Public Lecture– ‘Disfigurement: A Cultural Anatomy'

Thu 31/03/16 6:00 pm

 Dr Suzannah Biernoff (Birkbeck, University of London) speaking on facial injuries of
WWI.
Dr Suzannah Biernoff (Birkbeck, University of London) will present a public lecture on
'Disfigurement: A Cultural Anatomy' as the opening event of the conference 'Effaced
from History?: Facial Difference and its Representation from Antiquity to the Present
Day'. This lecture is presented in association with the Centre for Modern History, the
University of Winchester.
‘Disfigurement’ is usually thought of as a physical attribute, something visible,
definable, and more or less treatable. In fact, to quote Heather Laine Talley, the term
has ‘no static intelligibility, no objective point of reference, no stable shared meaning …’

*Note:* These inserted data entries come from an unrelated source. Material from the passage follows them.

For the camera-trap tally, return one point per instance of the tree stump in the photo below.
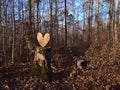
(42, 63)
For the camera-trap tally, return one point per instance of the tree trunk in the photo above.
(97, 22)
(116, 22)
(51, 22)
(13, 42)
(42, 69)
(65, 25)
(89, 20)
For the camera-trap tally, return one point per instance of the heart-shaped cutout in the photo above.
(43, 41)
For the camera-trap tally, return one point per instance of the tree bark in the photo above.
(13, 42)
(97, 22)
(44, 71)
(65, 24)
(116, 22)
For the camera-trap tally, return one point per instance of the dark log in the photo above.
(44, 71)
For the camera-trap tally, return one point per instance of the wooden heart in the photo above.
(43, 41)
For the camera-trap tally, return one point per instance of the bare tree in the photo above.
(97, 21)
(65, 24)
(13, 42)
(116, 21)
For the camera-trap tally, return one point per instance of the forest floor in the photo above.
(103, 73)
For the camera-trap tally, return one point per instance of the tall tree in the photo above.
(116, 21)
(97, 22)
(38, 2)
(13, 42)
(65, 24)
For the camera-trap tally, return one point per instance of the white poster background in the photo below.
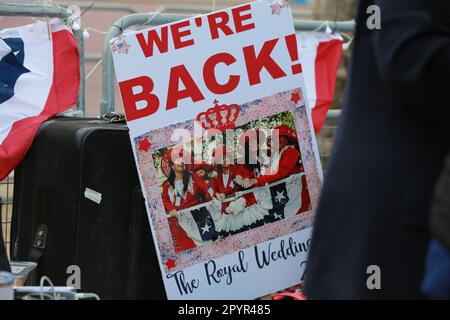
(282, 273)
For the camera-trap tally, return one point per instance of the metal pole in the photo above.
(104, 6)
(320, 26)
(82, 90)
(30, 10)
(207, 9)
(107, 103)
(333, 115)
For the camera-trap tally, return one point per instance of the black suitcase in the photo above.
(75, 204)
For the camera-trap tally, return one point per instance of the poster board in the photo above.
(197, 94)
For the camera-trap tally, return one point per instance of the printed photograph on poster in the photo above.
(243, 184)
(224, 147)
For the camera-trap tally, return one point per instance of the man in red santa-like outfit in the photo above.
(181, 190)
(284, 163)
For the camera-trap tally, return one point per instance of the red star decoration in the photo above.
(276, 8)
(144, 145)
(170, 263)
(295, 97)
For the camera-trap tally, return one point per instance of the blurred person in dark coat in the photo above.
(388, 151)
(436, 283)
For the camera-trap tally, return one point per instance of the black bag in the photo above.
(75, 205)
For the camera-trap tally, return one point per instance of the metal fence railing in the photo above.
(324, 138)
(6, 204)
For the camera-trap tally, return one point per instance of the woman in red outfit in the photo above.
(181, 190)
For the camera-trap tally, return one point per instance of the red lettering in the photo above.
(255, 63)
(219, 20)
(130, 99)
(174, 94)
(153, 38)
(239, 18)
(178, 34)
(210, 76)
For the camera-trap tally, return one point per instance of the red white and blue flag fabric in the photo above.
(320, 55)
(280, 200)
(39, 77)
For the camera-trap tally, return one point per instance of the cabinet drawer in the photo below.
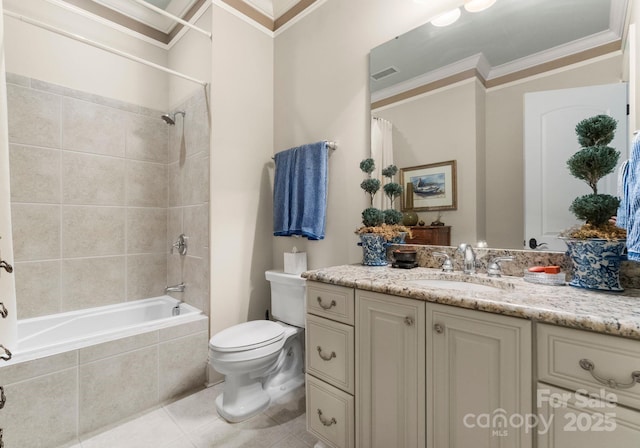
(563, 354)
(330, 353)
(331, 301)
(330, 414)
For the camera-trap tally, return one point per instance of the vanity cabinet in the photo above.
(330, 364)
(588, 389)
(430, 235)
(390, 360)
(478, 368)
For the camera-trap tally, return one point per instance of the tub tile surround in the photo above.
(97, 182)
(188, 199)
(609, 313)
(192, 422)
(82, 391)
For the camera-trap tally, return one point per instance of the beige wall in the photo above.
(321, 93)
(8, 331)
(66, 62)
(439, 126)
(504, 161)
(241, 166)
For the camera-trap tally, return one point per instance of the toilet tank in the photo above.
(288, 301)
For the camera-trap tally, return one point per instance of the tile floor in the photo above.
(193, 422)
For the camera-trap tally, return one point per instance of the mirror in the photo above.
(456, 93)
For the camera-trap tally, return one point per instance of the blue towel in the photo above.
(629, 210)
(300, 191)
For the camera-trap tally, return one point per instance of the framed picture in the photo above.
(429, 187)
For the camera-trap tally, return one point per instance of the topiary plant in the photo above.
(392, 190)
(590, 164)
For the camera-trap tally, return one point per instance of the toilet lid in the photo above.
(247, 336)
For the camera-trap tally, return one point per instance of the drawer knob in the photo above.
(590, 367)
(325, 421)
(326, 307)
(325, 357)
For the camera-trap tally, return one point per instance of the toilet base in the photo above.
(278, 391)
(242, 398)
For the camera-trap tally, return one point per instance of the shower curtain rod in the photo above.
(172, 17)
(103, 47)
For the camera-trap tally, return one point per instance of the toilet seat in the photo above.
(247, 336)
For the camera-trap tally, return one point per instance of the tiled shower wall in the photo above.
(188, 177)
(95, 185)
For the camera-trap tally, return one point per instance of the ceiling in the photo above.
(511, 36)
(133, 15)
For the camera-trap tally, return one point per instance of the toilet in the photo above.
(262, 359)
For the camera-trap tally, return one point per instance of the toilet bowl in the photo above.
(263, 359)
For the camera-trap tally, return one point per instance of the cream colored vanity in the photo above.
(393, 366)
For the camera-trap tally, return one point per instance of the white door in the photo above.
(550, 119)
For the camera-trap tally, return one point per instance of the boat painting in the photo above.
(431, 185)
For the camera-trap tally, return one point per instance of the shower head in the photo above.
(170, 119)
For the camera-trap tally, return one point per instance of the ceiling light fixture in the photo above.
(447, 18)
(478, 5)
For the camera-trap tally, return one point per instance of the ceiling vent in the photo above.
(384, 73)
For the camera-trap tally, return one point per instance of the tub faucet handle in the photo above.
(181, 244)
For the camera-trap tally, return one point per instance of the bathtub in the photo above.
(56, 333)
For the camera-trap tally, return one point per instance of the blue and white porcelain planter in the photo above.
(374, 249)
(596, 263)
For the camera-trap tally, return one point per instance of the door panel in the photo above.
(549, 141)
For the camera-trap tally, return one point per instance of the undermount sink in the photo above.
(456, 285)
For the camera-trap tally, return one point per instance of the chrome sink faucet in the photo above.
(469, 258)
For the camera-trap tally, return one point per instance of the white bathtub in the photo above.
(56, 333)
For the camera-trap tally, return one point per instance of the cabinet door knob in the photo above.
(325, 357)
(590, 367)
(326, 307)
(325, 421)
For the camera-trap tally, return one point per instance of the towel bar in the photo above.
(331, 145)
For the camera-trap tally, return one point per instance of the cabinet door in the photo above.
(568, 419)
(478, 377)
(390, 338)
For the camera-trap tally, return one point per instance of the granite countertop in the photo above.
(609, 313)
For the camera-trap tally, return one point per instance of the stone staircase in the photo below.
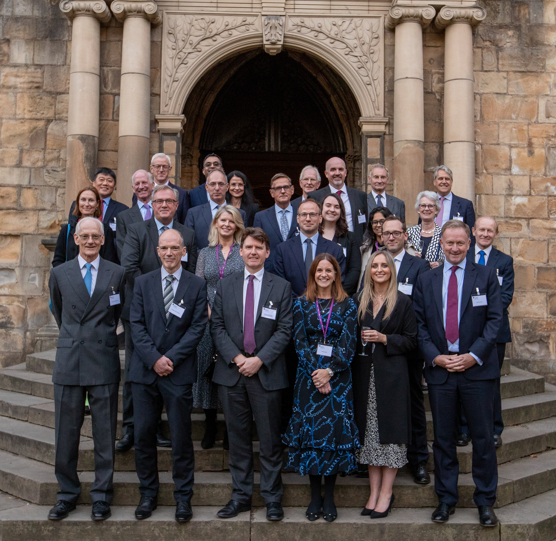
(526, 493)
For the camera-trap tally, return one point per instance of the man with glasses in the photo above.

This paper will plot an alternative approach: a cultural anatomy of disfigurement that
acknowledges the negotiated nature of appearance, and the role of facial difference in
politics, law, art, literature and popular culture. Reimagining disfigurement as a cultural
formation means locating it within a history of ideas, representations, material practices
and ways of seeing. The face itself – often overlooked in histories of the body – would
necessarily come into focus as a site of historical inquiry.
In contexts of war and violence, disabled bodies and disfigured faces are especially
burdened with meaning; they become symbols of nationhood and allegories of loss.
Thanks to the large number of facial casualties returning home from the battlefields of
WWI, plastic surgery – described by the pioneering surgeon Harold Gilles as a ‘strange
new art’ – became a recognized medical specialism. Part of the ideological project of
post-war reconstruction, the work of facial ‘repair’ occupied artists as well as surgeons.
This paper will consider the legacy and durability of some of these ideas and the
coincidence of art and medicine in contemporary images of facial war injury.